Allowing the people to decide by election whether the president should be convicted and removed from office undermines this idea. Hamilton believed that a popular president who abused the powers of office could be reelected. The electorate can “hardly be expected to possess the requisite neutrality towards those whose conduct may be the subject of scrutiny,” he concluded. The impeachment process therefore was designed in part because the Founders feared that voters would not remove a president who committed the very sorts of violations that most concerned them.
It is for this reason — the avoidance of political passions and factional loyalties — that the Founders gave the Senate the power of removal and refused to leave it to the people.
The other side of impeachment, acquittal, was also a key part of the argument. The Founders believed the Senate trial could help a president, if falsely accused by political opponents. Speaking at the Constitutional Convention during the summer of 1787, Benjamin Franklin described the impeachment process as “regular punishment of the Executive when his misconduct should deserve it, and for his honorable acquittal when he should be unjustly accused.” If acquitted, the impeachment process could clear a president’s name and legitimize the remaining time in office.
Franklin’s remarks are another clear sign that serious allegations of presidential misdeeds were designed to be resolved through the structures of government, not elections. The Constitution gives the people, through their representatives in the House, the power to accuse a president of impeachable acts. Having accused the president, the people cannot then also stand in judgment. The Senate, as designed by the Framers, occupies the ground between accused and accusers.
That is why the Senate, acting with judicious scrutiny, was the only proper “depository of this important trust.” Until ratification of the 17th Amendment in 1913, senators were elected not by voters but by state legislatures. Hamilton explained in Federalist No. 62 that the Senate was designed this way to insulate it from the “impulse of sudden and violent passions.”
The people remain free to pledge their loyalty to a leader or a political party. But those serving in the Senate were by design separated from voters, pledging allegiance only to the Constitution, and to defend it against enemies foreign and domestic. The Senate was supposed to avoid considering electoral consequences of impeachment and focus only on whether there was evidence that the president misused the power of the Oval Office.
One may credibly argue that the 17th Amendment transformed the Senate to a popularly elected representative body like the House, making it no longer an appropriate depository of this "important trust.” Perhaps an update to our constitutional design is necessary, but the Senate retains for now the sole power to conduct an impeachment trial.

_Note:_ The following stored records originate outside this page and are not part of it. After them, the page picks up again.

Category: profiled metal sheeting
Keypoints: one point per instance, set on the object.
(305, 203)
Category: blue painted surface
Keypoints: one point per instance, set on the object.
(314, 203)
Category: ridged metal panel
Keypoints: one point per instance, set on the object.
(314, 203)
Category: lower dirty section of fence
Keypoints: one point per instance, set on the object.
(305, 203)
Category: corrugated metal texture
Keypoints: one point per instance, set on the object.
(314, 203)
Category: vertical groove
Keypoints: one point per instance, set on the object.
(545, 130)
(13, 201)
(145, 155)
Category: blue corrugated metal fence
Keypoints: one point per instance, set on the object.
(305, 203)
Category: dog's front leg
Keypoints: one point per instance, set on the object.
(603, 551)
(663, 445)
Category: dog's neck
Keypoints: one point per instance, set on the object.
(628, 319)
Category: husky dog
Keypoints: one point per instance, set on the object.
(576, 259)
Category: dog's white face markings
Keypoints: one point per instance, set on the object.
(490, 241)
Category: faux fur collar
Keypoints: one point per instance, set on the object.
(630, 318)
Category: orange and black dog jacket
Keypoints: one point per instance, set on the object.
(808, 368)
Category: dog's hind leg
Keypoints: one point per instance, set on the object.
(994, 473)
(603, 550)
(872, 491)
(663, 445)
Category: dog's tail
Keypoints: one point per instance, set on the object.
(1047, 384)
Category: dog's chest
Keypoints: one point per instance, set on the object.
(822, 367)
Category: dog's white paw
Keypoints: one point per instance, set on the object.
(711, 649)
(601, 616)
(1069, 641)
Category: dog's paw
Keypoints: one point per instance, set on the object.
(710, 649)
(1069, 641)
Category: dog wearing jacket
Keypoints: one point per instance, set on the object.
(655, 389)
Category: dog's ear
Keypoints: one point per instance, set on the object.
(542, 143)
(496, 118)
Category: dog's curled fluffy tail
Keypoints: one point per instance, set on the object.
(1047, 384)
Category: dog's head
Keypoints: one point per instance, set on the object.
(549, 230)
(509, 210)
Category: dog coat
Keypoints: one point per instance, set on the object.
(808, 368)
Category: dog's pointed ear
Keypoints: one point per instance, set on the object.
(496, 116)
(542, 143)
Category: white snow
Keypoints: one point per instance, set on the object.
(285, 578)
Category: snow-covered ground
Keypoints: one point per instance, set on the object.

Those now arguing that impeachable acts committed by a first-term president should be punished by the people via defeat in the next election have missed what the Founders themselves had to say. If the Founders intended to give the people the final say on whether to convict and remove a president who has been impeached, they would have. But the Constitution specifies that the electorate has a very limited role to play once the House begins impeachment inquiries.
While the 2020 election may remove Trump from office, it cannot address the potentially impeachable acts of which he has been accused. It also presents a president who has perhaps “rendered himself obnoxious” with the opportunity for reelection. The Founders made clear that the Senate impeachment trial would reveal the truth. We would be wise to heed their advice and follow the procedures they left for us.